As to the motion to dismiss count II, that must also be denied. The count alleges the falsity of the statements in the letters and publications and that plaintiff thereby lost business sufficient for an unfair competition cause of action.
The remaining motions by the defendant seek to strike out phrases and paragraphs in both counts of the complaint which defendant alleges are "equivocal and confusing" or "immaterial and irrelevant", or the "pleader's conclusions", or "non-pertinent, uncertain and indefinite", and so forth. I have read the complaint rather carefully and am of the opinion that it is rather well-framed.
The pleadings in the federal courts serve the purpose of mere notice-giving.
Rule 8(a) of the Federal Rules of Civil Procedure, 28 U.S.C.A., requires that a plaintiff make a "short and plain statement of the claim showing that the pleader is entitled to relief." While the complaint in this action is somewhat long, this appears to have been due to the complexity of the claim rather than any verbosity on the part of plaintiff's counsel. Defendant's objections to portions of the complaint are rather picayune. For example, it is claimed that plaintiff has pleaded its conclusions as to the meaning of defendant's letters sent to plaintiff and the trade, and that the letters "speak for themselves". It would seem that defendant would have the plaintiff merely clip the letters together and submit them as a complaint, and have the Court read through them seeking possible causes of action. True, plaintiff has pleaded its interpretation of these letters; its cause of action is based on its interpretation. According to defendant's interpretation of the same letters and publications, the plaintiff would have no cause of action.

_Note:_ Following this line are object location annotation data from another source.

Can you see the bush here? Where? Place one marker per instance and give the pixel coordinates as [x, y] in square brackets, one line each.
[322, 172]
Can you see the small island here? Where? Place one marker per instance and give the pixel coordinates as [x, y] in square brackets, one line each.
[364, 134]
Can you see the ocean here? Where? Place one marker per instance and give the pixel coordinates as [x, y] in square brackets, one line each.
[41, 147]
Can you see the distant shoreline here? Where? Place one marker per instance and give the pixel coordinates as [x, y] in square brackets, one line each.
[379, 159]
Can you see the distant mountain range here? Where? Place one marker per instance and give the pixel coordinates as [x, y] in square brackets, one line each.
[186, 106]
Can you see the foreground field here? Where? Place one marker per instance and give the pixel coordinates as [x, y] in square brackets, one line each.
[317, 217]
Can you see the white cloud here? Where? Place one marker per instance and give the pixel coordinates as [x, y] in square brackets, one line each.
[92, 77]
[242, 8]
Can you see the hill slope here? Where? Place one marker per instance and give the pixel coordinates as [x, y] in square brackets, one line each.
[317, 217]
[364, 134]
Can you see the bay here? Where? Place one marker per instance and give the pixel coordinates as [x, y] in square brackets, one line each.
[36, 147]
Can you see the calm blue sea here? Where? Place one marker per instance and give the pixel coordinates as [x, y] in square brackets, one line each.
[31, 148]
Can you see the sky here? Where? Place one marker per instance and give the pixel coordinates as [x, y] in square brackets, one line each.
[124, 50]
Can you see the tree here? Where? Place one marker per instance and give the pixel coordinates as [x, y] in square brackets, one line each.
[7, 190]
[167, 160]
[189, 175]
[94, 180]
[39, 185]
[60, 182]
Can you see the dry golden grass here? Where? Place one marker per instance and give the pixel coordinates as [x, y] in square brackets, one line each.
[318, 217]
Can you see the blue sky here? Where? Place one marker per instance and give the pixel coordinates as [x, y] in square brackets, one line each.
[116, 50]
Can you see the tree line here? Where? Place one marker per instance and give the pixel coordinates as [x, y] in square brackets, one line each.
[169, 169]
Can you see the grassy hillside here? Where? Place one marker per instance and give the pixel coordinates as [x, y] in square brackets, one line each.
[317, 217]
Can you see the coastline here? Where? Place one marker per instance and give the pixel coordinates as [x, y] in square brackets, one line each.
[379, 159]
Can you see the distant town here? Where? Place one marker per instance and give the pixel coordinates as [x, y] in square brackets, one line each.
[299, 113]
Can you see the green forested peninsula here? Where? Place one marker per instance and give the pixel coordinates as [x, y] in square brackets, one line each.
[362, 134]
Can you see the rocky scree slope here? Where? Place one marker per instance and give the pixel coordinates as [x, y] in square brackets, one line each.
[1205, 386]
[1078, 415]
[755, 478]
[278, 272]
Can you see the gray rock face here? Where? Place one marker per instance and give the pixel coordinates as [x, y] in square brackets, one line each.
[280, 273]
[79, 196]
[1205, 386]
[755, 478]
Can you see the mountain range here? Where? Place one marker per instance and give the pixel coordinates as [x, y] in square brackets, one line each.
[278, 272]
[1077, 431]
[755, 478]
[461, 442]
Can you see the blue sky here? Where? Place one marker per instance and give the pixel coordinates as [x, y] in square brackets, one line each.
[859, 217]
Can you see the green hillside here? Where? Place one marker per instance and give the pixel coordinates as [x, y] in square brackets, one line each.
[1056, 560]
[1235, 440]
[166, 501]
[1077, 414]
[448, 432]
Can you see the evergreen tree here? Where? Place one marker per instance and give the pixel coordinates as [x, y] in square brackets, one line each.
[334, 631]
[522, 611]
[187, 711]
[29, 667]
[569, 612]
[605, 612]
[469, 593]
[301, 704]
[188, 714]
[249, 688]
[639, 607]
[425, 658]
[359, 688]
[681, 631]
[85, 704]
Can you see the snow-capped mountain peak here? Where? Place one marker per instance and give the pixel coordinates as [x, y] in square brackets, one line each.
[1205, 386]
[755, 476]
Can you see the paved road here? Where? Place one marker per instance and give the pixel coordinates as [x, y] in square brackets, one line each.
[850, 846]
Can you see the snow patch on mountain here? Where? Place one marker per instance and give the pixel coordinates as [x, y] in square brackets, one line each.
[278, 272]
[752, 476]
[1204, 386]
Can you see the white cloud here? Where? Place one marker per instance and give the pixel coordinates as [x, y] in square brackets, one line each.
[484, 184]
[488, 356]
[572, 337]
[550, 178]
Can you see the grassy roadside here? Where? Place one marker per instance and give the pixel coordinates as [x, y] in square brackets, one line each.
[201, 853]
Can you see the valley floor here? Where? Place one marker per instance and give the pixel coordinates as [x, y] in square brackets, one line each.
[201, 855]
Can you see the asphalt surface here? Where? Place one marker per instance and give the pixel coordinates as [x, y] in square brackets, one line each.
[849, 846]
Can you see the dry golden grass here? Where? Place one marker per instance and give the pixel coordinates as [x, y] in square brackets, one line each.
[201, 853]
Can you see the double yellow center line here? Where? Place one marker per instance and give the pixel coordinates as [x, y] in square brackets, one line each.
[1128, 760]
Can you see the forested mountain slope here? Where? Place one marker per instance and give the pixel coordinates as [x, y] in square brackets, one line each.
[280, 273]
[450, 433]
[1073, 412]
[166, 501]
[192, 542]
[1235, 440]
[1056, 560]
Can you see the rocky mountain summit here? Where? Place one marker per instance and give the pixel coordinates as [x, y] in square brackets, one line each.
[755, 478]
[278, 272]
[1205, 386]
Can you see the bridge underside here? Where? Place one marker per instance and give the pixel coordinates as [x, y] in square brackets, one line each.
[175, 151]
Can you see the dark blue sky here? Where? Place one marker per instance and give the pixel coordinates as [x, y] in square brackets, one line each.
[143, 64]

The proper interpretation will ultimately be given by the trial court after reading the letters and hearing testimony concerning all of the surrounding circumstances.
The only objection that the Court should consider is defendant's objection to paragraphs 9, 11, 12 and 13 of count I of the complaint, which, defendant claims, refer to an action on a Canadian patent and which is immaterial to this action. Defendant is mistaken as to paragraphs 11, 12 and 13 as these refer to this action and are proper and do not pertain to the Canadian action. Paragraph 9, which refers to the Canadian suit, is relevant on the issue as to the existence of a justiciable controversy. Defendant apparently published to the plaintiff and the trade that it had patent rights corresponding to patent No. 2,471,394 in foreign countries. Thereafter the Canadian subsidiary of the defendant brought suit against the Canadian subsidiary of the plaintiff on the ground that "Imdrin" was infringing its Canadian patent. This evidences defendant's intentions and attitude towards plaintiff and its product, and, together with the effect the Canadian suit has had on the trade in this country, indicates *90 that a substantial controversy exists between the parties. Paragraph 9 is relevant on the issue of a justiciable controversy only.
Accordingly, defendant's motions to dismiss and to strike are denied in their entirety.